Pepe Roncalli fue electo papa, como todos sabemos, como parte de un movimiento de transición. El papado acababa de firmar con el estado italiano el concordato (1929) en el que se establecían las relaciones que en adelante tendrían ambos. Seamos claros: si durante unos 900 años el papa fue el representante de un poder ultraterrenal, con un considerable dominio sobre propiedades terrenales, el siglo XIX marcó la separación de la Iglesia y el Estado en muchas naciones occidentales. Acá en México lo sabemos muy bien. Y para 1930, el papa era gobernador de una ciudad pequeñita (pero con muchas riquezas, ciertamente) sin intervención en las decisiones políticas de Italia, y buscaba jugar un papel nuevo en el mundo, como autoridad moral tal vez.

Los papas de fines del siglo XIX y principios del XX encontraron un gusto peculiar en condenar el nuevo orden mundial, y aferrarse a un pasado imperial en la iglesia. Tal vez porque sus pontificados vieron reducirse, poco a poco pero sin posibilidad de recuperación, el poder terrenal del papado. Salvo la encíclica Rerum Novarum (1891), promulgada por León XIII, bien pocos intentos hizo la iglesia católica por ponerse al día con un mundo que cambiaba aceleradamente su visión, su tecnología y comunicaciones. Y después de los acuerdos de 1929, Pío XII tuvo la mala fortuna de encarar la II Guerra Mundial con mucha confusión entre lo que era políticamente redituable y lo que era legítimamente evangélico.

Así hasta la elección de aquel simpático ancianito, risueño y bonachón, de quien se esperaba muriera rápidamente, para ganar algo de tiempo para que el lobby eclesial preparara un candidato fuerte para jalarle las orejas tanto a los gringos como a los soviéticos, y recuperar para la santa sede un puesto visible en el mundo. El resultado fue que el papa Juan XXIII empezó a abrir las ventanas del Vaticano para que entrara algo de aire fresco (aggiornamento, puesta al día, le gustaba decir). Lo que entró fue un huracán.  Al convocar al Concilio Vaticano II apareció en la iglesia católica una nueva visión sobre sí misma, más pastoral-comunitaria y mucho menos autoritaria y condenadora. En un plazo brevísimo la liturgia abandonó el latín (lengua imperial) para usar las lenguas vernáculas. Del Vaticano II surgió la teología de la liberación, y cuestionamientos profundísimos a lo que la tradición dictaba era la praxis eclesial: el papel de la mujer, la opción por los pobres, nuevas visiones sacramentales, etc.

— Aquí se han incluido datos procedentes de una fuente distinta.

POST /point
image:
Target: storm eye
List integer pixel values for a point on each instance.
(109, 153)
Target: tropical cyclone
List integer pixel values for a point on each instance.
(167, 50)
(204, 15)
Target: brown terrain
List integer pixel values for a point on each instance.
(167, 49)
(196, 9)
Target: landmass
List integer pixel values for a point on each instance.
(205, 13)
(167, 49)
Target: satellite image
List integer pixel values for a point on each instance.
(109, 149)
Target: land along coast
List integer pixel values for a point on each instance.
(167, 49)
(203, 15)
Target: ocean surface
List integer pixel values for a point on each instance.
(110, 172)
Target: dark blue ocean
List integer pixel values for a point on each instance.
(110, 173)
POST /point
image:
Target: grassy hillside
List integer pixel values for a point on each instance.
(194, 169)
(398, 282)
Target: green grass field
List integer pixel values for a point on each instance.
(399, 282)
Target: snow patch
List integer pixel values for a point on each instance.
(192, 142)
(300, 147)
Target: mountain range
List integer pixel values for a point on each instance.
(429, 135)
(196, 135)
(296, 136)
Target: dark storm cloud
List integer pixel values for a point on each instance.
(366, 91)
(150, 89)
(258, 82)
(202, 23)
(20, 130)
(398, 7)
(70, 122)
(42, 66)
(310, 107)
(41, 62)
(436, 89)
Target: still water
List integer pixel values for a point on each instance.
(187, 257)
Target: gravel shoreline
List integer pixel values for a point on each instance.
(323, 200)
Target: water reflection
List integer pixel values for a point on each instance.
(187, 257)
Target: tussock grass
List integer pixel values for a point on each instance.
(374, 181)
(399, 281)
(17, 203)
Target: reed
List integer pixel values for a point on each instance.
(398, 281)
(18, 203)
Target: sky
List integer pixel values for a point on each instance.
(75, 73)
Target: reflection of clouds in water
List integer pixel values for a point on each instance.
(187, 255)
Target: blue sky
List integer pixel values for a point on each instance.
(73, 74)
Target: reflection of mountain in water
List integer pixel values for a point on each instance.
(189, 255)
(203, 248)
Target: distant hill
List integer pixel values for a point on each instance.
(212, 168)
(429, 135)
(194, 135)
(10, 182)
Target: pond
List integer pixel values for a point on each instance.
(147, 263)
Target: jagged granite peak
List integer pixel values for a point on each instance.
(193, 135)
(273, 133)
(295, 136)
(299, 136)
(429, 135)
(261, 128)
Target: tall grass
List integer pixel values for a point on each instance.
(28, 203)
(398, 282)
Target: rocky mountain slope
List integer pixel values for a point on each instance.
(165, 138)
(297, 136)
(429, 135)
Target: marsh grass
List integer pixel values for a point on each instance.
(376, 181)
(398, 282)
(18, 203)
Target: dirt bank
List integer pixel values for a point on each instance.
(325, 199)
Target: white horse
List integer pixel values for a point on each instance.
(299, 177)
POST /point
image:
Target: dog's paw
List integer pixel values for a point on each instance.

Pepe Roncalli vio con claridad que la Iglesia Católica, en su conjunto, como una nueva comunidad donde los laicos eran los nuevos actores principales, en comunión con » los curas y las monjas» (la expresión es de Pedro Trigo, s.j.) debía caminar a donde estaban las alegrías y esperanzas de toda la humanidad. Su sentido era la misión: que el Reino de justicia, misericordia y fraternidad de Dios fuera para todos. Si la Iglesia Católica no quería, al menos, volverse intrascendente, debía estar presente para servir, para llevar alegría y compromiso. Sabía bien que el mundo ya no iba a aceptar a la iglesia regañona y apolillada de antaño.

Por eso me opongo a su canonización. Porque para una institución con unos dos mil años de recorrido, el camino del cambio apenas comienza, y elevar a una persona a los altares constantemente supone alejarla de las calles. De repente, una persona que tenía sus virtudes y sus defectos aparece como elegida desde su nacimiento para verter pipí bendita en las pilas bautismales de los templos que le serán dedicados. Me parece muy bueno que Francisco Bergoglio le haya ahorrado el trámite engorroso de los milagros, como si la heroicidad de virtudes requiriera de trucos o intervenciones sobrenaturales para confirmarse. Entonces lo que se busca de un santo no es que su vida sea un modelo, sino que su intercesión nos acarree beneficios que estarían vedados a los que no compartan la fe católica o la devoción correspondiente. Juan XXIII no necesita de milagros para ser un ejemplo para toda la iglesia. Y Pepillo Roncalli no merece que lo alejen de la vida de la gente, que amó siempre bien de cerquita.

Por eso me opongo a la canonización de Pepito Roncalli. Y por eso no me importa la canonización de Carlitos Wojtyla… a quien no le perdonaron el trámite de los milagros. Saque usted la relación con la heroicidad de virtudes correspondiente.